Kıbrıs'taki mevcut durumu, “endişe verici derecede durgun” olarak niteleyen Christofides, “Kıbrıs tarihinin en uzun durgunluk döneminden bahsediyoruz” ifadelerini kullandı. Crans Montana görüşmelerinin, dönemin Rum Lideri Nikos Anastasidis’in hatasıyla başarısızlıkla sonuçlandığına dikkat çeken Christofides, 2017 yılından bu yana görüşmelerin yeniden başlamasına yönelik en ufak bir adım atılmadığını söyledi. İki taraftaki mevcut toplum liderlerinin, müzakerelerin yeniden başlatılmasını arzuladıklarıyla ilgili halkı ikna edemediklerini kaydeden Christofides, “Cumhurbaşkanı Nikos Hristodoulidis'in, önceki hükümette Dışişleri Bakanı olduğunun unutulmaması gerektiğine dikkat çekerek, “Hristodulidis’in, federasyona karşı olan partilerin desteğiyle cumhurbaşkanı seçildiğini unutmayalım” ifadelerini kullandı.

 

“İki devletli çözümü ilk öneren Anastasiadis’ti”
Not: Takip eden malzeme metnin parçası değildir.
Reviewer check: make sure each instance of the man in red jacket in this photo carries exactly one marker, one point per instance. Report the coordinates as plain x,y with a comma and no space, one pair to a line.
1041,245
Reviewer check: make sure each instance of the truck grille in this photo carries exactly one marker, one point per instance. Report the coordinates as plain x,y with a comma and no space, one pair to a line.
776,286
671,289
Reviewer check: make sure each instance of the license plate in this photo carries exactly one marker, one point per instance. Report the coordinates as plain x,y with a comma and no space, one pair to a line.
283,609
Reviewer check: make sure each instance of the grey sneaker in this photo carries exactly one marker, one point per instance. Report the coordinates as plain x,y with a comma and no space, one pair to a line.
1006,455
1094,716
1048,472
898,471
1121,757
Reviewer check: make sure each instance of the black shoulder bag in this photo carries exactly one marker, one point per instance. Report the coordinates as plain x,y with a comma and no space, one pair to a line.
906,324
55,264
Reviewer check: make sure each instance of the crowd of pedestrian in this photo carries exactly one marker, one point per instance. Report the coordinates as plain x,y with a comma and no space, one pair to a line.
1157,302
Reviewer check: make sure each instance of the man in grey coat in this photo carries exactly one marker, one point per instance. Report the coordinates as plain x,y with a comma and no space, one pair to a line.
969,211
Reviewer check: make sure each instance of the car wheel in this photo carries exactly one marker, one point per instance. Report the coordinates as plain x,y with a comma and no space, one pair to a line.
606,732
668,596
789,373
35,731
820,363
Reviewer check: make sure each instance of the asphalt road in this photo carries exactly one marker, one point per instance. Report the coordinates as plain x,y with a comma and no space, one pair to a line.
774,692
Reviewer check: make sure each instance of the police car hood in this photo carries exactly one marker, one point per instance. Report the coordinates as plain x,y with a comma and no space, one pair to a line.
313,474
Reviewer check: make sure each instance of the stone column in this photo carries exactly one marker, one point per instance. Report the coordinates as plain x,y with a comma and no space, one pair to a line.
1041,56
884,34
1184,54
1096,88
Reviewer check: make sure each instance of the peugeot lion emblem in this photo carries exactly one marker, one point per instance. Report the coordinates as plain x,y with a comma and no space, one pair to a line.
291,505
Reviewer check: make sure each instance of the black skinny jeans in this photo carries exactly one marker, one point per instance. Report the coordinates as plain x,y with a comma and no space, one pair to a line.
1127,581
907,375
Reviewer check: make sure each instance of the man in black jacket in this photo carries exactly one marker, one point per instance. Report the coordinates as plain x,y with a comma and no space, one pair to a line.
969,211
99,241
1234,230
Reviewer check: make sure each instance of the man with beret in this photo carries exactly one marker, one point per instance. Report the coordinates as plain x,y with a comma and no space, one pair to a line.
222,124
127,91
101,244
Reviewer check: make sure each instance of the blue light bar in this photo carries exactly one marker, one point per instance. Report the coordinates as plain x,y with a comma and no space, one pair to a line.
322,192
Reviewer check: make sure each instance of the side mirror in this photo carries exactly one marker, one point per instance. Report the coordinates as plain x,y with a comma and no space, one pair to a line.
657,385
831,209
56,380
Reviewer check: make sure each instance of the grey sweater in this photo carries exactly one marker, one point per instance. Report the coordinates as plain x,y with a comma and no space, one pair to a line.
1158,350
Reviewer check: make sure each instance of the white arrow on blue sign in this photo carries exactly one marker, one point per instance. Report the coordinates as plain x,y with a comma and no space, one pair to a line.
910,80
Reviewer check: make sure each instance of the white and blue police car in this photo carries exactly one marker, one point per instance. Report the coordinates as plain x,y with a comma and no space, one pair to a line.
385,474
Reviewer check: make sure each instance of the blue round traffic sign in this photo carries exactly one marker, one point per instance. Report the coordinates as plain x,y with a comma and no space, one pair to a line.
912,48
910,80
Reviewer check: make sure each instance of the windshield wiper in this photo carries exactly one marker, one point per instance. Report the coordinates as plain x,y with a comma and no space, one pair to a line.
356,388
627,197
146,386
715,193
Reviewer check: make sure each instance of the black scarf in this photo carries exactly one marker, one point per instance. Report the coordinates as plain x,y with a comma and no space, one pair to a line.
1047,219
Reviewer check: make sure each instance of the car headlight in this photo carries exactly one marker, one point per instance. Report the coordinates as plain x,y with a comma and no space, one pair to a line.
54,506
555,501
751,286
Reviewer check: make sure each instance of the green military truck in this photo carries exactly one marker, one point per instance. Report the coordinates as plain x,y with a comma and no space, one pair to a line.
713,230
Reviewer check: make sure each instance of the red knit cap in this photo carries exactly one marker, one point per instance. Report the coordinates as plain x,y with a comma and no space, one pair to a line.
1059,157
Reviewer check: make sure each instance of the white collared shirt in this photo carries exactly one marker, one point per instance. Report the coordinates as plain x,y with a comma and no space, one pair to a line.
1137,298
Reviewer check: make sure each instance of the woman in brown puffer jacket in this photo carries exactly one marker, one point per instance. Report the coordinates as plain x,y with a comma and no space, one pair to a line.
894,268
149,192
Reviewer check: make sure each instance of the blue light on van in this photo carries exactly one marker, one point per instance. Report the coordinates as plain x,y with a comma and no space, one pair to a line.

Rum Lider Hristodulidis’in, halkı ‘çözüm üzerinde çalıştığına’ ikna edemeyeceğini söyleyen Christofides, “Kıbrıslı Türklere yönelik sözde tedbirleri duyurarak mı ikna edecek?” diye sordu. Kıbrıslı Türk Lider Ersin Tatar’ın iki devletli çözümden bahsettiğini de anımsatan Christofides, “Unutmayalım ki bunu ilk öneren Nikos Anastasiadis oldu” diye konuştu. Ukrayna'daki ve şimdi de Gazze'deki savaşlarından dolayı dünyadaki dikkatin de oraya döndüğünü söyleyen Christofides, Türkiye ile Yunanistan arasındaki ilişkilerin normalleştirilmesine yönelik görüşmelerin olumlu gelişmesi durumunda da Kıbrıs sorununda bir miktar ilerleme kaydedilebileceğine dikkat çekti. Christofides, “Dışarıdan gelen baskılarla müzakerelere başlamanın pek de ideal olmadığı söylenebilir. Ama ne şekilde olursa olsun başlasınlar ve liderlikleri doğru yönde ilerlemeye zorlamak için elimizden geleni yapmak, çözüm ve yeniden birleşme isteyen hepimizin görevi olsun” dedi.

 

“Kıbrıslı Rumların en büyük sorunu ekonomi”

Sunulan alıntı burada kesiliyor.